Das Bosporanische Reich (lateinisch Regnum Bospori) war ein antikes hellenistisches Königreich zu beiden Seiten des kimmerischen Bosporus, das sich im 5. Jahrhundert v. Chr. aus den griechischen Kolonien im nördlichen Schwarzmeergebiet und an den Küsten des Asowschen Meeres gebildet hatte.

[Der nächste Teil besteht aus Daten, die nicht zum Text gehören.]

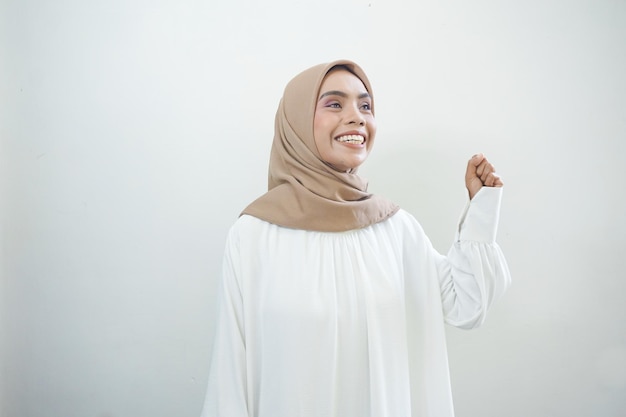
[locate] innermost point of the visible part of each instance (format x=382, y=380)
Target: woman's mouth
x=353, y=139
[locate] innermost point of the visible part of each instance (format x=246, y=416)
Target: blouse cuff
x=479, y=221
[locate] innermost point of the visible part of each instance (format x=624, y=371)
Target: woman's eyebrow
x=340, y=94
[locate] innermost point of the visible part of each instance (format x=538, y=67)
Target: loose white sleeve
x=227, y=392
x=475, y=272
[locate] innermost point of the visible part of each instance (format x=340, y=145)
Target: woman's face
x=344, y=126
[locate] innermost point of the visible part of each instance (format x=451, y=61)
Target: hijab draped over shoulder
x=303, y=191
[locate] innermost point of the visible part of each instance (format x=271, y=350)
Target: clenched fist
x=480, y=172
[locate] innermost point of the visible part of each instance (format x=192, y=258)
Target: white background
x=134, y=132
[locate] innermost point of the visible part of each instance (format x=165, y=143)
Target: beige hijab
x=303, y=191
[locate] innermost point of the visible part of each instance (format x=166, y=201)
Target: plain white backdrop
x=134, y=132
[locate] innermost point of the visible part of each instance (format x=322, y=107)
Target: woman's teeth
x=351, y=139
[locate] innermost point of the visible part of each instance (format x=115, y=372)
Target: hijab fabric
x=303, y=191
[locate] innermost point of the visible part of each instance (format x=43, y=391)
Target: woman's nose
x=355, y=116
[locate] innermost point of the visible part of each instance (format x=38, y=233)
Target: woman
x=332, y=300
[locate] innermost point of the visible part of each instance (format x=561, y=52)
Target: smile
x=356, y=139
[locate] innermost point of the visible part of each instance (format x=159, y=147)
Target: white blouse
x=348, y=324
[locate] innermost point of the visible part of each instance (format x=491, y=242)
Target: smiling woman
x=333, y=301
x=344, y=126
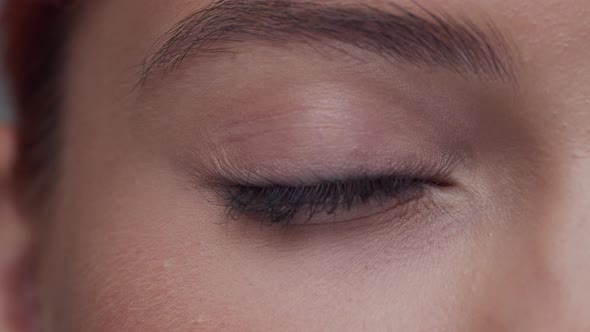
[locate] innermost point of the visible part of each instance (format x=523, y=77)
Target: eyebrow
x=418, y=37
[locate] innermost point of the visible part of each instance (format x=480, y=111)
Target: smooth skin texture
x=138, y=243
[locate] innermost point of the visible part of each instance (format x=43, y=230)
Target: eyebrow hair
x=397, y=33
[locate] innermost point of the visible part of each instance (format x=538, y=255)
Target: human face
x=464, y=154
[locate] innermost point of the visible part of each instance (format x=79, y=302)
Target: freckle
x=201, y=319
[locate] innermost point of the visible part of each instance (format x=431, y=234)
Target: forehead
x=548, y=39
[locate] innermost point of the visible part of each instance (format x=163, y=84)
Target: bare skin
x=138, y=241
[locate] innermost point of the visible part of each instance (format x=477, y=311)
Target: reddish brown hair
x=35, y=39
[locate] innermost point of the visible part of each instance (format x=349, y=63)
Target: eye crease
x=283, y=204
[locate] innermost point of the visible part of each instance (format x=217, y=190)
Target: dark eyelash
x=281, y=204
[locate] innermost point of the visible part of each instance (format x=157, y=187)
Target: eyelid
x=283, y=204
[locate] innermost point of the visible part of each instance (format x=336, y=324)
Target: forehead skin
x=132, y=247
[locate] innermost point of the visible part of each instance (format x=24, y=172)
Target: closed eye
x=286, y=204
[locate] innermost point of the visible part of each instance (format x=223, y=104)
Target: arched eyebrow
x=418, y=37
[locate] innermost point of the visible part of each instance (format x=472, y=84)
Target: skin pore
x=176, y=111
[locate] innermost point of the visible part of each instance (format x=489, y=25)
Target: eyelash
x=281, y=204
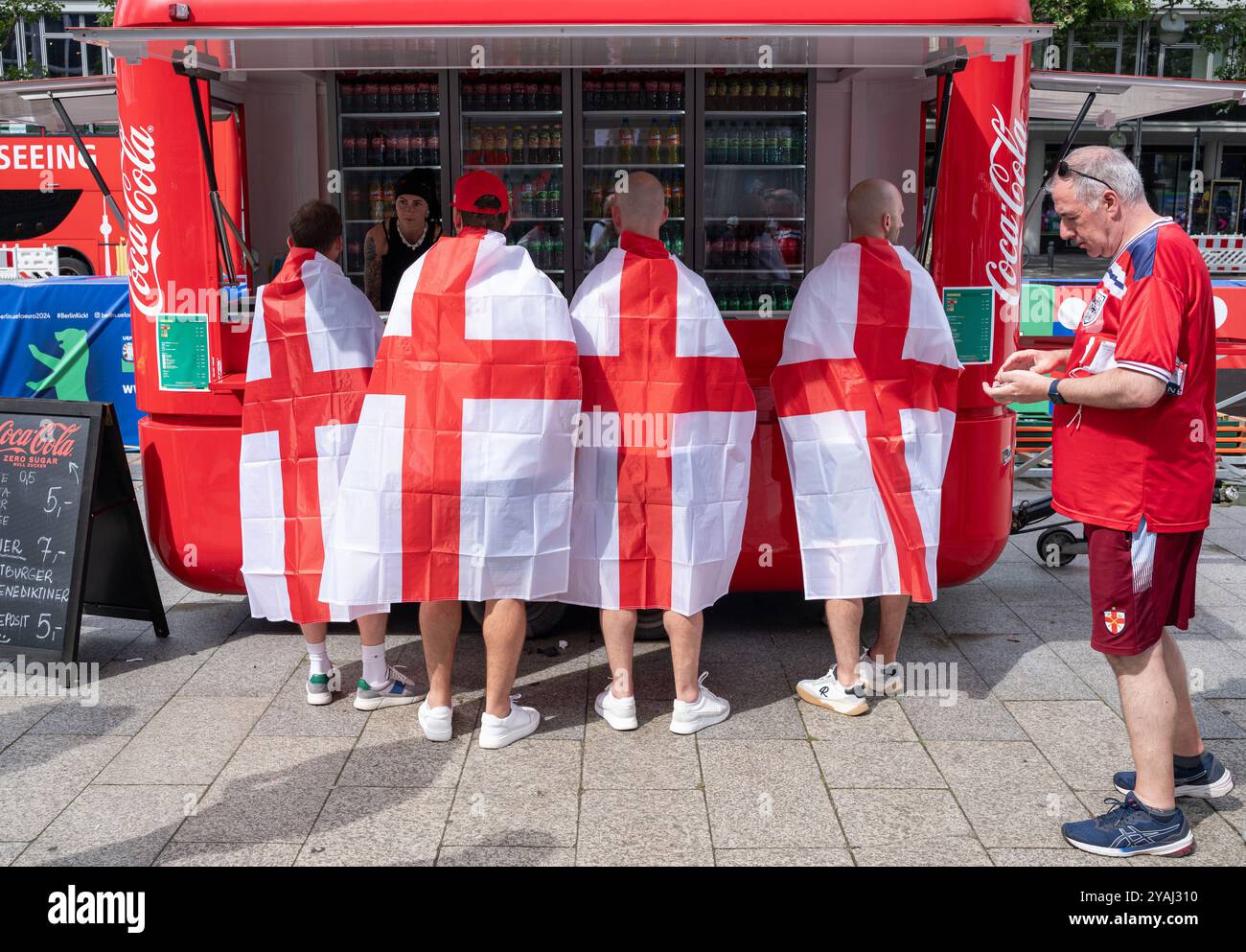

Nach einer Phase des wirtschaftlichen und damit verbundenen militärischen Niedergangs im 3. Jahrhundert v. Chr. wurde das Reich um 107 v. Chr. vom Königreich Pontos annektiert. Nach der Eingliederung von Pontos in das Römische Reich durch Pompeius war das Bosporanische Reich ein von Rom abhängiger Staat. Im 1. und 2. Jahrhundert n. Chr. erstarkte das Reich unter der Herrschaft einer sarmatischen Dynastie wieder, war allerdings oft Überfällen benachbarter Stämme ausgesetzt. Das Königreich wurde im Rahmen der Völkerwanderung im 4. und 5. Jahrhundert von den Goten und den Hunnen zerschlagen.

Geschichte

Entstehung des Reiches und Herrschaft der Archaianaktiden

Den Kern, um den das Bosporanische Reich entstand, bildeten die griechischen Poleis auf beiden Seiten der Straße von Kertsch. Diese hieß im Altertum Kimmerischer Bosporus, im Unterschied zum Thrakischen Bosporus. In den achtziger Jahren des fünften Jahrhunderts v. Chr. wurden diese Poleis durch die Archaianaktiden – ein Adelsgeschlecht, das wahrscheinlich ursprünglich aus Milet oder Mytilene stammte – aus der Stadt Pantikapaion geeinigt. Die Archaianaktiden hatten wahrscheinlich die Machtfunktionen als erbliche Archonten inne, wodurch zumindest die äußeren Kennzeichen eines demokratischen Staatsaufbaus gewahrt blieben. Indem sie nun aber diese Macht vererbten, brachen sie entschieden mit den Traditionen der hellenischen Demokratie und begünstigten das Hinüberwachsen des Staatsaufbaus einer Polis in den einer Monarchie.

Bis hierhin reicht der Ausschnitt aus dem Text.